После обеда жена Зарецкого мигнула Ольге и увела ее в свою спальню.
– Ты Шлегеля хорошо знаешь, Оля? – сказала она. – Поговори с ним, душка, что он от моего старика хочет.
– Он здесь по делу?
– Да ведь чекист же. Они и спят, как допрос чинят. Кто их поймет. Пристал к Степану – ты да ты, да из-за тебя, мол, все нелады, и вообще, так сворачивает, что и ранили его из-за нас. Ты же знаешь – мы семь лет из тайги не вылезаем.
– Как же я могу поговорить? – сказала Ольга и испугалась мысли, что ей нужно лезть в большое и неизвестное дело. – Я, впрочем, скажу, спрошу, – добавила она, не глядя на Зарецкую. – Но почему его ранили из-за вас?
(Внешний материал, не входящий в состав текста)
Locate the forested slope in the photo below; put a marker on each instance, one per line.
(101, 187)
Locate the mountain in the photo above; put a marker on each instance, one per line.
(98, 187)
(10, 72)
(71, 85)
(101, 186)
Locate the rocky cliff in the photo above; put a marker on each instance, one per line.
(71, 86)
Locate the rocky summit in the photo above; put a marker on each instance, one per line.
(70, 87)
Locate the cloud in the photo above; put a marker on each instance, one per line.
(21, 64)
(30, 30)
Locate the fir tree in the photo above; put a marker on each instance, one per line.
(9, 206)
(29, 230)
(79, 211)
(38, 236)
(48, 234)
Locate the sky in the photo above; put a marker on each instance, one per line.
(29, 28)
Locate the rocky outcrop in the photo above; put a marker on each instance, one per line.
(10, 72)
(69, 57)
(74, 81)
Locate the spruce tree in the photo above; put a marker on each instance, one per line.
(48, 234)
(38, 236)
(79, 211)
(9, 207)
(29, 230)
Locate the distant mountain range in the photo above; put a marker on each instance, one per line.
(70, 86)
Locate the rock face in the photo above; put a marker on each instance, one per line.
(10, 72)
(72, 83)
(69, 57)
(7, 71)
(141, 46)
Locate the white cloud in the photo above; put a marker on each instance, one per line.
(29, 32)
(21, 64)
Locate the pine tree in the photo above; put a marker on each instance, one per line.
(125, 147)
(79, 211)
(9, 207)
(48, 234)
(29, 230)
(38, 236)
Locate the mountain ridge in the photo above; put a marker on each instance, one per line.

– По смыслу так выходит. У Степана, видишь ли, сколько-то там беспаспортных рабочих. Ну, вот и пристал как банный лист: кто, да откуда, да кто разрешил? А где их, паспортных, тут найдешь? Не Москва. Перекованные которые – и те в тайгу не желают… Вон Ахтырский – и тот нос задирает, не хочу, говорит…
За чаем Ольга еще раз спросила Шлегеля, как все-таки его рана и пойман ли стрелявший.
– Рана пустяк, а поймать – товарищи не дают, – сказал он сухо.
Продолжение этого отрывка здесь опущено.